EOHR held a seminar entitled "Freedom of Religion: Christian Communities of the Orient" at the United Nations headquarters in Geneva. The seminar coincided with the presentation of the UN Special Rapporteur on freedom of belief of his report.
EOHR's Head Hafez Abu Saada mentioned during his speech the negative role played by the Muslim Brotherhood group and other terrorist organizations in targeting Christians' worship places and destroying over 60 churches.
He highlighted the efforts exerted by the Egyptian state and civil society organizations in rejecting extremism and encouraging the renewal of religious discourse.
Jean Maher, president of the Franco Egyptian Organization for Human Rights (OFEDH), condemned the international community's leniency in dealing with the spread of extremism and terrorism in the region. He also reviewed the difficulties faced by some Christian communities in the region.
In addition, Deputy Head of OFEDH Alexander Maher pointed out to the discriminatory practices that some Christians face in schools and police stations, and when applying for employment opportunities. He affirmed that the Egyptian state's leadership is keen to prevent the recurrence of such incidents.
The OFEDH's deputy head further called for reviewing the curricula of the institute of Al-Azhar, Egypt's top Sunni Muslim authority, as part of efforts to renounce extremism. He also praised the meeting between Al-Azhar Grand Imam Sheikh Ahmed al-Tayyeb with Pope Francis of Vatican in Abu Dhabi, highlighting messages of tolerance during their meeting.
Ambassador Ibrahim Salama, director of the Human Rights Treaties Division at the Office of the High Commissioner for Human Rights, highlighted the Beirut Declaration on "Faith for Rights," which Ahmed Shaheed, the UN Special rapporteur on freedom of religion or belief, referred to.

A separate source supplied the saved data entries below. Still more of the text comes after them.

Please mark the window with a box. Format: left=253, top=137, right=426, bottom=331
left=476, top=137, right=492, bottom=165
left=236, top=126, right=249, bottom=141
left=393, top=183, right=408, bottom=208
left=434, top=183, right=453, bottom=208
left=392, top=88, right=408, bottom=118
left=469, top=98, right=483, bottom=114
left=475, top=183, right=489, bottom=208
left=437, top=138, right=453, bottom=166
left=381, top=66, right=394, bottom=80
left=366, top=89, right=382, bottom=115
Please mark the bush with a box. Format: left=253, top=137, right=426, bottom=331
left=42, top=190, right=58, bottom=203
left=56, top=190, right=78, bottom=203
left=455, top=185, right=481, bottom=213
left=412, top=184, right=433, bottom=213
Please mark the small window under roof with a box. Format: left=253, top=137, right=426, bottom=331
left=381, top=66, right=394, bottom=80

Salama said that such initiative focuses on correcting the individuals' thoughts and promoting religious toleration and acceptance of others.
He also called for abolishing the laws of defamation of religions and replacing them with a legislation that criminalizes spreading hatred in the name of religion.
Human rights are indivisible, Salama said, adding that freedom of expression must be protected in order for the right of the freedom of belief to be respected.
He affirmed that the right of food must be provided in order for the right of education to be enhanced, adding that enhancing the right of education is required to protect the right of freedom of expression.
Essam Shiha, secretary general of EOHR, said the June 30 revolution that Egypt witnessed in 2013,has proved that the vast majority of Egyptians do renounce sectarianism and terrorism. He condemned the ideas of hatred disseminated by some Salafist figures in Egypt, saying that most of the Egyptian people reject these ideas.
Abu Saada and Shiha said that EOHR adopts the"Faith for Rights" initiative, affirming its importance to counter extremism and terrorism and to promote the principles of human rights in Egypt and the region.